Lewis, the Koala Famously Rescued From Australian Bushfires, Has Died
The koala rose to fame when Australian grandmother Toni Doherty was filmed risking her life to carry him out of the flames using the shirt off her back. Doherty named him Ellenborough Lewis after one of her seven grandchildren, according to HuffPost, and rushed him to the Port Macquarie Koala Hospital. But the hospital had to put him to sleep when his injuries proved too severe.
"We recently posted that 'burns injuries can get worse before they get better.' In Ellenborough Lewis's case, the burns did get worse, and unfortunately would not have gotten better. The Koala Hospital's number one goal is animal welfare, so it was on those grounds that this decision was made," the hospital wrote in a Facebook Post Tuesday.
He's the little koala who captured hearts all around the globe, but today, Lewis' brave fight came to an end, succu… https://t.co/blsuCBVs0B— Nine News Sydney (@Nine News Sydney)1574755002.0
Doherty and her husband, Peter, were present to say goodbye, 9News reported.
"We were there this morning. We are naturally very sad about this, as we were hoping he'd pull through but we accept his injuries were severe and debilitating and would have been quite painful," Peter Doherty told Australia based 9News.
Lewis's story brought attention to a wider crisis faced by Australia's Koala population in the midst of an extreme bushfire season. More than a million hectares have burned just in the state of New South Wales, BBC News reported, and the Australian summer has not even begun. Australia's Climate Council has warned for six years that the climate crisis is increasing the country's fire risk, and this has devastating consequences for koalas.
In October, the same hospital that tended Lewis warned that more than 350 koalas might have died when fires reached a koala habitat in Port Macquarie. Deborah Tabart, chairwoman of the Australian Koala Foundation, said this month that 80 percent of koala habitat has been destroyed by the fires.

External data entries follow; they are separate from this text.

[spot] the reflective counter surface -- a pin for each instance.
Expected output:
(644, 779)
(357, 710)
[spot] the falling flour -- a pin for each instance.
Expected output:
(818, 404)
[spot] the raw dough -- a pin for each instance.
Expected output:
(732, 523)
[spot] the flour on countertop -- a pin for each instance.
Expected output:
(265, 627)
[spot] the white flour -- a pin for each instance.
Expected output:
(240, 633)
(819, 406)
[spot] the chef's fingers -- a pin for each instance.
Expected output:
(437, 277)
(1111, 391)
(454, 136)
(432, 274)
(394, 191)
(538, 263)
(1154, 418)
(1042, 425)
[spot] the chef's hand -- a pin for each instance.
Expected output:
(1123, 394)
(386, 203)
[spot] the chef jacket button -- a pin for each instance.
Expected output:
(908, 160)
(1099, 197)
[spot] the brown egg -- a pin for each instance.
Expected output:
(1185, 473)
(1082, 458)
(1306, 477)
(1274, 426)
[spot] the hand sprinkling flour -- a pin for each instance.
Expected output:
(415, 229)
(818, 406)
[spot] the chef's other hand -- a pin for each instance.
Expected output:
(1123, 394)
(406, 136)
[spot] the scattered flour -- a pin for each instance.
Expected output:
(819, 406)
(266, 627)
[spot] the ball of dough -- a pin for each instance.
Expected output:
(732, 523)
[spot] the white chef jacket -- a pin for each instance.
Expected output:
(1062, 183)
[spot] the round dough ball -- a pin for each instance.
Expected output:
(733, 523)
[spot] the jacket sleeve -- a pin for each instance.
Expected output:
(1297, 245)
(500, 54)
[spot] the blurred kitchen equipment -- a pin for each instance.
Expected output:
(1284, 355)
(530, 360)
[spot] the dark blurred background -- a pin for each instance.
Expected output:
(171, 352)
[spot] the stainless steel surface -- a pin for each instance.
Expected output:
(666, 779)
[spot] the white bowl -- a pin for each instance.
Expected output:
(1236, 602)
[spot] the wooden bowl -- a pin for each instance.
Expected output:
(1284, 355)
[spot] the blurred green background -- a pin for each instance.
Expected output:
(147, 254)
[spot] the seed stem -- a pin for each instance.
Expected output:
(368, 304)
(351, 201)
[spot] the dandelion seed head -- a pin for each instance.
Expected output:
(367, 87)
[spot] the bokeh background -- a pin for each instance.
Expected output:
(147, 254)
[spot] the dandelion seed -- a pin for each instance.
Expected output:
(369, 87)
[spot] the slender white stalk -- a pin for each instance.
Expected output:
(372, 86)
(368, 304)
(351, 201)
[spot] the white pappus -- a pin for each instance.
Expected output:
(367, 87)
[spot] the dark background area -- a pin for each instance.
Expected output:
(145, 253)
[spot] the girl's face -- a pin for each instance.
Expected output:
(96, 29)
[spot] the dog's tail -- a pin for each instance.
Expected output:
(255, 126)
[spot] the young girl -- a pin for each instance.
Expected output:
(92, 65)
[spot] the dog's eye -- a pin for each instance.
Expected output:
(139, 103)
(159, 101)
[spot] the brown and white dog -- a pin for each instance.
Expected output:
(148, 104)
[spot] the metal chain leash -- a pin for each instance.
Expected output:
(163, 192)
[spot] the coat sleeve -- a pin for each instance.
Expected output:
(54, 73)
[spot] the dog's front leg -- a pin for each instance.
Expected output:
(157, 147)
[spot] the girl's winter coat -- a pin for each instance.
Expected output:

The fires are especially perilous for koalas because they will climb trees and curl up into balls instead of running away. But they also scream for help when distressed, something that caught Doherty's attention.
"I've never heard a koala before. I didn't realise they could cry out. It was just so heart-rendering," Doherty told Today after rescuing Lewis, according to 9News.
Jill Filipovic wrote for CNN that Lewis's death was a symptom of a much larger problem, as the climate crisis and other human activities threaten Earth's biodiversity with mass extinction.
"Indeed, koalas are a particularly cute emblem of how a perfect storm of greed, nationalism, climate denialism, political cynicism has gathered to fundamentally alter life on earth as we know it," she wrote.